Wednesday, August 5, 2015

An Orwellian Analysis of Imran Khan

Imran Khan in the animal farms

Whether it is Fatalism or a curse of history, Imran Khan can be characterised either as the simple-hearted animal or as their leader.

George Orwell in his well-known book, Animal Farms, writes about a farm owned by humans that was overtaken by animals. The leaders of the animals were the pigs. Their polemic against the human owners made the simple-hearted animals believe that humans are the source of their suffering. The polemic was highly effective, and the animals were able to arrange a successful coup d'etat against their masters. Hence the eulogized Kingdom of Heaven, where all animals will have a equal share of work and equal standard of living started to take shape. Unfortunately, the end was as tragic as the beginning. The pigs - who initially were the harbingers of peace and prosperity - later on became the new kings, while the simple-hearted animals still suffered. The cycle of suffering perpetuated. 

Whether it is Fatalism or a curse of history, Imran Khan can be characterised either as the simple-hearted animal or as their leader. For the middle class, he still rings in their hearts. His ferocious stance against corruption even make his arch-enemies support him. His idea of justice being at the heart of a progressive society appeals to the common sense. Similar to the "first birth" of the animal leaders, he believes that the system is rotten to its core and has to be changed immediately. 

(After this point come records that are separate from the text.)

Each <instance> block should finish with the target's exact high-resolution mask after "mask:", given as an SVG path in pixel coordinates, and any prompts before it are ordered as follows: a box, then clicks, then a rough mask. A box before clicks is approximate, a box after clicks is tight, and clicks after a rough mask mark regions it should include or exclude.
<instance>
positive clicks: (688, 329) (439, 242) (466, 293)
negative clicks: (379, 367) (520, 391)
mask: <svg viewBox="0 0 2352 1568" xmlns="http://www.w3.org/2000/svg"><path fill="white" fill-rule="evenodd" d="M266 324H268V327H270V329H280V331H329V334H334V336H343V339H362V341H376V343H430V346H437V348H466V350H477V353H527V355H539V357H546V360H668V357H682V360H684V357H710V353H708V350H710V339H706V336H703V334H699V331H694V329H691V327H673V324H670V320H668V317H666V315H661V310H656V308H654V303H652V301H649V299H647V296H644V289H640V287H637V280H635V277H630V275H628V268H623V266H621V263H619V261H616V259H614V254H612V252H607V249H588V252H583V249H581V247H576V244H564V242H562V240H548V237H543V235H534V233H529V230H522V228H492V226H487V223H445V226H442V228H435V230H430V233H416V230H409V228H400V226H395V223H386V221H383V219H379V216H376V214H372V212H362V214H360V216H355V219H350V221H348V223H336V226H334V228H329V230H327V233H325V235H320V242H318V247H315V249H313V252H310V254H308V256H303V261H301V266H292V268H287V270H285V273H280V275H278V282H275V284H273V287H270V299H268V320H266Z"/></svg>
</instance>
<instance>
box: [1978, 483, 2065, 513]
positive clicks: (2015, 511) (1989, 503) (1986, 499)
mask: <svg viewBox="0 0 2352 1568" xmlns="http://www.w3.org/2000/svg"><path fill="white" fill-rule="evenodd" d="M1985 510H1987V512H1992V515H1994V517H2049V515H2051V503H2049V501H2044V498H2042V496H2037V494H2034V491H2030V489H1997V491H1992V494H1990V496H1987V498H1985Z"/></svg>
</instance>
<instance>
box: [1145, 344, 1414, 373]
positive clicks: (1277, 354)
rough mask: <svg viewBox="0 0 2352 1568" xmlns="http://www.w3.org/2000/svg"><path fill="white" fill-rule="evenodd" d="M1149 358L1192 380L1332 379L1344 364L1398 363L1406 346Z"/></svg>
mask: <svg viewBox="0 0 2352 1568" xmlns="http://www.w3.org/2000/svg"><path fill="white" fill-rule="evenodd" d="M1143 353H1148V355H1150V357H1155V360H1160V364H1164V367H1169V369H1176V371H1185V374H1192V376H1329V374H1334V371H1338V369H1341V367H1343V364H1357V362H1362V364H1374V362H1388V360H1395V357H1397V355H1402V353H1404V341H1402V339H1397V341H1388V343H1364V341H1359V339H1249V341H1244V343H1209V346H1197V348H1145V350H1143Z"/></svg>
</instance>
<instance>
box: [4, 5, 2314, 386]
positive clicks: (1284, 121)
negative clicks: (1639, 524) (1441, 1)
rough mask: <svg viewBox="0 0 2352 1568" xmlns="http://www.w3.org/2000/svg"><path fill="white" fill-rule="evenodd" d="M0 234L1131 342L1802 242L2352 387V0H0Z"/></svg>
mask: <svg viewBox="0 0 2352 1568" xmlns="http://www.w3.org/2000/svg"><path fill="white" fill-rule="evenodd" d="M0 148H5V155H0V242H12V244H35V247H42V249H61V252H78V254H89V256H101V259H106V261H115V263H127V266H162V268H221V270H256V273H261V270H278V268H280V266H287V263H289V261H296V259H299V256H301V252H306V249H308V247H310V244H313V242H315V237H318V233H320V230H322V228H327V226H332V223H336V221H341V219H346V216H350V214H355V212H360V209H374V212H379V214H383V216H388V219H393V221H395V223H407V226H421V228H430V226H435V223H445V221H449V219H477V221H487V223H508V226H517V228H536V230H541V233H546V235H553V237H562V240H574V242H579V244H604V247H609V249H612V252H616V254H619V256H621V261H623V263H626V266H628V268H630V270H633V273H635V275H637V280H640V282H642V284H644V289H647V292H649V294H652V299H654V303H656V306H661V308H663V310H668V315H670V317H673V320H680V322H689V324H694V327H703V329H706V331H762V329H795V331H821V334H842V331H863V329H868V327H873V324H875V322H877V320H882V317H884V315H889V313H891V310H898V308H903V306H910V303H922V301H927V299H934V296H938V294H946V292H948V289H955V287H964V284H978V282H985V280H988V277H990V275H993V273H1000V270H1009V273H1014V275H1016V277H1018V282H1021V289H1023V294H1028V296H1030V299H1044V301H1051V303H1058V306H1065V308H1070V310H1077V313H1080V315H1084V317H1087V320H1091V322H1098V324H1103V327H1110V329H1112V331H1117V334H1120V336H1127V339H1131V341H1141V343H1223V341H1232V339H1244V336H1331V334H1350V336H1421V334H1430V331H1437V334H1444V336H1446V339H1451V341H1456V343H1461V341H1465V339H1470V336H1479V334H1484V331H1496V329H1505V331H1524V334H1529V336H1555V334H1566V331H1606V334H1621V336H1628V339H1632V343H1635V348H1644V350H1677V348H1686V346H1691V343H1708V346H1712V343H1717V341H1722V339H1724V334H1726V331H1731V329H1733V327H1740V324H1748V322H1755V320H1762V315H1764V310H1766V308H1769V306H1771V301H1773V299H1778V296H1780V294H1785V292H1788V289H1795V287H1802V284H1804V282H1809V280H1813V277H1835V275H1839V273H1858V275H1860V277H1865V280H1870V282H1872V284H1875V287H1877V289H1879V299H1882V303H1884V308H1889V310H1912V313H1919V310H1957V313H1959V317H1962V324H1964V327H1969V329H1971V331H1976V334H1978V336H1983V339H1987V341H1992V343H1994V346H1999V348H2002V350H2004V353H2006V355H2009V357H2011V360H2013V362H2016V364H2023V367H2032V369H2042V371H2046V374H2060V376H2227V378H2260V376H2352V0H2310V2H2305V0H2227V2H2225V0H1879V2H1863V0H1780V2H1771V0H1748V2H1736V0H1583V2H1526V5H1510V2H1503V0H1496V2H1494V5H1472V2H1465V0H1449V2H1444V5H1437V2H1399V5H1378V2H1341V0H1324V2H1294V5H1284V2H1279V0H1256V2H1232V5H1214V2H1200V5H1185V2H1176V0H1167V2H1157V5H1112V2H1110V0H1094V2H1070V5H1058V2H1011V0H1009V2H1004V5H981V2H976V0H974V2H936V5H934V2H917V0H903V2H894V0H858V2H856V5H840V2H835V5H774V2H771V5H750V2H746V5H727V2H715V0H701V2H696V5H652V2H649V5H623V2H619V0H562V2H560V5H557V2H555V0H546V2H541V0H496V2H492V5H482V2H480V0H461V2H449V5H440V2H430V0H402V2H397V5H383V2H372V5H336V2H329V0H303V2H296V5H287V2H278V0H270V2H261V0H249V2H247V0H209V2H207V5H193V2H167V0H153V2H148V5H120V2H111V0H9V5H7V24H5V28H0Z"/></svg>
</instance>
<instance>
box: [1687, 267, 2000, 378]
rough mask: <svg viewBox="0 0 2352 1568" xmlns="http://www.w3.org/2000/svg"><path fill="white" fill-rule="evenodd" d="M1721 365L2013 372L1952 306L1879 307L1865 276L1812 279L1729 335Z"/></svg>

The same Khan, acts like the simple-hearted animal when it comes to international and domestic issues. He preaches the wrath of dictatorship, on his infamous "Dharna Truck", standing besides people like Sheikh Rasheed, Khurshid Kusuri, Javeed Hashmi, and Shah Mehmood. Similar to the simple-hearted Orwellian animal, Khan continues to hearken to them, although they represent the same Orwellian humans that he is fighting against.

Hashmi's betrayal can not be erased from the annals of Pakistani politics. Imran in his dream, like Julius Ceaser, would had have said "You too Brutus!?". I hope he doesn't have to repeat it again.

When is comes to terrorism, Mr. Imran Khan seems to be chained in the classical paradox of tolerance, i.e. should one tolerate intolerance if intolerance would destroy the possibility of tolerance? Without any doubt, this is a difficult problem for everyone including him. The simple-hearted Imran Khan tried to become the modern day Gandhi and preached dialogue as the key to peace. Taliban even nominated him as their spokesperson, when the government started the dialogue process. 

The terrorist kept on destroying our cities, and he remained disillusioned and kept on presenting that war on terror is not our war. It was not until the horrendous attack on the army public school in Peshawar, that he finally made up his mind, or maybe forced to make up his mind, as the military started a massive operation to eradicate this evil from our soil.

The final metamorphosis has happened lately. Imran Khan kept on blaming a private television station and news group for orchestrating electoral rigging and announced its boycott. He developed the story of 35 punctures, that has become an idiom in itself. Then, he said that it was all a mistake and apologised for it. Later on, he said it wasn't 35 punctures, rather 70 punctures. God knows, what's to follow. Just like the "second birth" of the animal leader, Imran khan has deviated from his idea of justice.

Justice in its very essence its defined as truth. A person who can not keep his words, might also fall short on creating a just society. Like the animal leader, he plays with words and fools the simple-hearted animals.

Machiavelli wrote in The Prince, "A prince never lacks legitimate reasons to break his promise." The "second birth" of Imran Khan can be characterised precisely what Machiavelli wrote a century ago. I would say, "A prince never lacks legitimate reasons to break his word".

I hope that we do not see an Orwellian end to our political story, where the simple-hearted animals get ruled by pigs who are at par with their human counter-parts.